Folly
La pièce est belle, c’est une prairie avec des moutons qui paissent tranquillement. Je ne sais pas si les moutons paissent,d’habitude, mais j’imagine que oui. Ça fait partie de la très très longue liste de choses que je n’ai pas apprises. Ces moutons sont gentils, innocents, paisibles, doux.
Je hais la gentillesse. C’est un défaut, une tare. Personne ne devrait être gentil dans un monde rempli de requins agités qui n’attendent qu’un seul faux pas de leur proie pour la dévorer vivante. C’est un appel au meurtre, une lettre d’invitation adressée à la Mort. Ces moutons me tendent la main en voulant me donner des miettes, mais le charognard que je suis va repartir avec un bout de bras.
Je hais l’innocence.

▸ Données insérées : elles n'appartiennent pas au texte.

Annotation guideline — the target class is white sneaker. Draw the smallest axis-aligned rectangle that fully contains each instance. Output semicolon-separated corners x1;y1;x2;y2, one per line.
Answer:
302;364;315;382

C’est le synonyme de la niaiserie. Personne n’est innocent. Ou alors c’est un cadavre. Et encore, on devrait être mis à mort pour avoir refusé de vivre. Je raconte quoi, moi ? Tu dérailles vraiment, ma pauvre…
Je hais la paisibilité. On ne peux pas survivre tout en restant calme. Sauf les gens badasses dans les films, mais là je suis pas sûre, ça fait trop longtemps que je n’en ai pas vu, de films. Les gens calmes en toute circonstance sont des connards sûrs d’avoir quelqu’un pour sauver leur cul à chaque connerie qu’ils font. Les gens calmes sont les marionnettistes qui laissent l’agitation à la populace, au bas-peuple avec lequel ils jouent comme avec une poupée, avant de se lasser de ce jouet et de le jeter.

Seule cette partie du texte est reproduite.